Two-Timing Trojan Infects Internet Explorer, Firefox in One Swing

/ Source: SecurityNewsDaily

Firefox and Internet Explorer are equally susceptible to a new piece of malicious software making its evil way around the Web.

The computer virus touts itself as an important plug-in aimed at increasing the Web browsing experience of Internet Explorer (IE) users. But instead of helping its customers, the fake plugin is actually a Trojan that spies on and records the browsing habits of the IE users who mistakenly download it.

The security firm Bitdefender has identified the rogue IE plug-in as Trojan.Tracur.C, and says it is spreading by masking itself as an Adobe Flash Player upgrade.
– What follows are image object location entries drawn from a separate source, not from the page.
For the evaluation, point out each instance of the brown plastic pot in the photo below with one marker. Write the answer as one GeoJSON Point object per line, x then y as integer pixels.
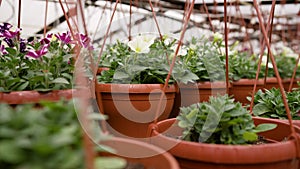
{"type": "Point", "coordinates": [150, 156]}
{"type": "Point", "coordinates": [22, 97]}
{"type": "Point", "coordinates": [196, 92]}
{"type": "Point", "coordinates": [132, 107]}
{"type": "Point", "coordinates": [243, 88]}
{"type": "Point", "coordinates": [191, 155]}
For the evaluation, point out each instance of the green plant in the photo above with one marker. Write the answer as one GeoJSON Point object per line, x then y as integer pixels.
{"type": "Point", "coordinates": [219, 121]}
{"type": "Point", "coordinates": [40, 138]}
{"type": "Point", "coordinates": [269, 103]}
{"type": "Point", "coordinates": [48, 137]}
{"type": "Point", "coordinates": [143, 60]}
{"type": "Point", "coordinates": [205, 58]}
{"type": "Point", "coordinates": [243, 66]}
{"type": "Point", "coordinates": [286, 62]}
{"type": "Point", "coordinates": [41, 64]}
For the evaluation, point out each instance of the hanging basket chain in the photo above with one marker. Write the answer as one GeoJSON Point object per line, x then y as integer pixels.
{"type": "Point", "coordinates": [174, 59]}
{"type": "Point", "coordinates": [260, 58]}
{"type": "Point", "coordinates": [294, 74]}
{"type": "Point", "coordinates": [275, 68]}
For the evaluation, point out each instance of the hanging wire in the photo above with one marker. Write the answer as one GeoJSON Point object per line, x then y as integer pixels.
{"type": "Point", "coordinates": [294, 73]}
{"type": "Point", "coordinates": [264, 32]}
{"type": "Point", "coordinates": [270, 41]}
{"type": "Point", "coordinates": [260, 58]}
{"type": "Point", "coordinates": [45, 20]}
{"type": "Point", "coordinates": [19, 18]}
{"type": "Point", "coordinates": [72, 18]}
{"type": "Point", "coordinates": [226, 46]}
{"type": "Point", "coordinates": [208, 16]}
{"type": "Point", "coordinates": [67, 19]}
{"type": "Point", "coordinates": [174, 59]}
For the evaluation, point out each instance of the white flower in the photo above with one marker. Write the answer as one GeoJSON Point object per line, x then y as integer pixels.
{"type": "Point", "coordinates": [288, 52]}
{"type": "Point", "coordinates": [217, 36]}
{"type": "Point", "coordinates": [264, 62]}
{"type": "Point", "coordinates": [182, 50]}
{"type": "Point", "coordinates": [141, 43]}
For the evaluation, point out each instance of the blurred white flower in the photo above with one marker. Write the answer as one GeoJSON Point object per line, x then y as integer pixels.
{"type": "Point", "coordinates": [182, 50]}
{"type": "Point", "coordinates": [264, 61]}
{"type": "Point", "coordinates": [141, 43]}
This, unfortunately, is only half the problem — this malware is a package deal.

Trojan.Tracur doesn't only affect IE users; it also automatically drops a corrupt Firefox add-on, called Trojan.JS.Redirector.KY, that performs similarly suspicious and harmful functions on those browsing the Web with Mozilla Firefox.
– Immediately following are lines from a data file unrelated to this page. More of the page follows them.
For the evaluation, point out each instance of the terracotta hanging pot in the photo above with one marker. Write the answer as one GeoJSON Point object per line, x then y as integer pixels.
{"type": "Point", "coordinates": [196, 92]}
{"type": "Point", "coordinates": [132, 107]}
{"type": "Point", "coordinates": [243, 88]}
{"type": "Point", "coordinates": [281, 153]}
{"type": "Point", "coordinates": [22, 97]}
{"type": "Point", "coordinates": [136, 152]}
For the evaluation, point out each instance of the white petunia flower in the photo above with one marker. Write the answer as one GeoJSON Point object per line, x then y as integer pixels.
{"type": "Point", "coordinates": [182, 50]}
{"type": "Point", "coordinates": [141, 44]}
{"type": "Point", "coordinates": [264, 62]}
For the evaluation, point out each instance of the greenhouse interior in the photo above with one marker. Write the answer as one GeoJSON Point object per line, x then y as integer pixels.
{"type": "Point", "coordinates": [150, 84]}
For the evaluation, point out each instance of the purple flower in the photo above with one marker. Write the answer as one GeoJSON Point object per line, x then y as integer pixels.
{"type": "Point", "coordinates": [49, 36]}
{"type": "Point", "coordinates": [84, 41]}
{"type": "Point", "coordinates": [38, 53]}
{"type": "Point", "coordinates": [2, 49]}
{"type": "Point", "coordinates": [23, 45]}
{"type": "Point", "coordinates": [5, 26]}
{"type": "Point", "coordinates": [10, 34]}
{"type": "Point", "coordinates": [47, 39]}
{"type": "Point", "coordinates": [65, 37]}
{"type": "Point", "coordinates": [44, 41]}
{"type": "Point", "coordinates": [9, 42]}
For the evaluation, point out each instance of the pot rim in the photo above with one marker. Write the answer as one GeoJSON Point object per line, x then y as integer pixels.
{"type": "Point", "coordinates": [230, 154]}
The fake Firefox add-on is particularly dangerous because it records the information the victim types into any search engine, and then inserts malicious code into the top results. This cybercriminal tactic, called poisoned SEO, allows the malware authors to effectively hijack a user's Web browser and redirect it toward corrupt Web pages.

"By now, it should be a golden rule to stay away from software offered by non-official sites," Bitdefender wrote. "Double-check, or triple-check, the location's credibility before downloading a program, application or add-on."

Increase your safety by also running up-to-date anti-virus and anti-malware software on your system that can detect and eliminate these types of nasty threats.